Given good enough architecture, the larger the model, the more learning capacity it has. Thus, these new models have huge learning capacity and are trained on very, very large datasets. Because of that, they learn the entire distribution of the datasets they are trained on. One can say that they encode compressed knowledge of these datasets. This allows these models to be used for very interesting applications—the most common one being transfer learning. Transfer learning is fine-tuning pre-trained models on custom datasets/tasks, which requires far less data, and models converge very quickly compared to training from scratch. Read: [How machines see: everything you need to know about computer vision]
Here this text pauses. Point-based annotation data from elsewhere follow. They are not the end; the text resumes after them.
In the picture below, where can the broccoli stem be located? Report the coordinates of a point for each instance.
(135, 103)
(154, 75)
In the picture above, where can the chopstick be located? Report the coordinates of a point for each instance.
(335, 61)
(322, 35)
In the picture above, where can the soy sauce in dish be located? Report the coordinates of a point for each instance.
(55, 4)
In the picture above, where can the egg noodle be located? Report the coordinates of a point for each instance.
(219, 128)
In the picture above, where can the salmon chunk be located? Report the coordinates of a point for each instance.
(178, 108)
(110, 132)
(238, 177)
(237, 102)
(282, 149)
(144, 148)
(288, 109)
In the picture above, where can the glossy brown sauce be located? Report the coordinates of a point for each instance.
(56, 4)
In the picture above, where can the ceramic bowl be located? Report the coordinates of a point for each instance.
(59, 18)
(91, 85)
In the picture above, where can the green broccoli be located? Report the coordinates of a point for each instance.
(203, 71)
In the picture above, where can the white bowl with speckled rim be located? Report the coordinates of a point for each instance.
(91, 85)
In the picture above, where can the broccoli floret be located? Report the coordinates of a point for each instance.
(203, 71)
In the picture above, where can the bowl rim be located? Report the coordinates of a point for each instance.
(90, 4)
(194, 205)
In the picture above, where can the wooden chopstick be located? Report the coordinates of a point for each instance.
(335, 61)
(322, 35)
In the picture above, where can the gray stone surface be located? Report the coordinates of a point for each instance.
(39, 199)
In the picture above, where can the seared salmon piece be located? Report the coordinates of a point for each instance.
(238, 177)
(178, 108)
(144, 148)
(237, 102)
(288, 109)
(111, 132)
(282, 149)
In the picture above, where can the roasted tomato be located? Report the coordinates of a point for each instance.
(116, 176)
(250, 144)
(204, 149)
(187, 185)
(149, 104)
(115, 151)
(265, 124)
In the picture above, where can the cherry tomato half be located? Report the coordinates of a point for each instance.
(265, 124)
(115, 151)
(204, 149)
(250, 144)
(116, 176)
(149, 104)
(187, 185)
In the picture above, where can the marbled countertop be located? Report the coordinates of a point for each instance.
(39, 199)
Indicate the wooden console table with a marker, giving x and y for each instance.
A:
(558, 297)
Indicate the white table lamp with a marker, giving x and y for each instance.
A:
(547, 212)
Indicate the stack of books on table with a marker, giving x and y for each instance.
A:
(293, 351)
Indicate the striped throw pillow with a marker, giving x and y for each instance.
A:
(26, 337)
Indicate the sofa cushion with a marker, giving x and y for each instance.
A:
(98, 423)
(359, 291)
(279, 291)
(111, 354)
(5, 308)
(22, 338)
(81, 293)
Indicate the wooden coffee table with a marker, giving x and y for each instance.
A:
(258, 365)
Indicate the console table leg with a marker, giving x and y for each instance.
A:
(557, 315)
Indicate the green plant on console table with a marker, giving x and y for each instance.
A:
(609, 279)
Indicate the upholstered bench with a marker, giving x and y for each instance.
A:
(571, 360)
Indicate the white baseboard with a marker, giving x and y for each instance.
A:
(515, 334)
How pre-trained models are the algorithms of the future

Although pre-trained models are also used in computer vision, this article will focus on their cutting-edge use in the natural language processing (NLP) domain. Transformer architecture is the most common and most powerful architecture that is being used in these models.

Although BERT started the NLP transfer learning revolution, we will explore GPT-2 and T5 models. These models are pre-trained—fine-tuning them on specific applications will result in much better evaluation metrics, but we will be using them out of the box, i.e., with no fine-tuning.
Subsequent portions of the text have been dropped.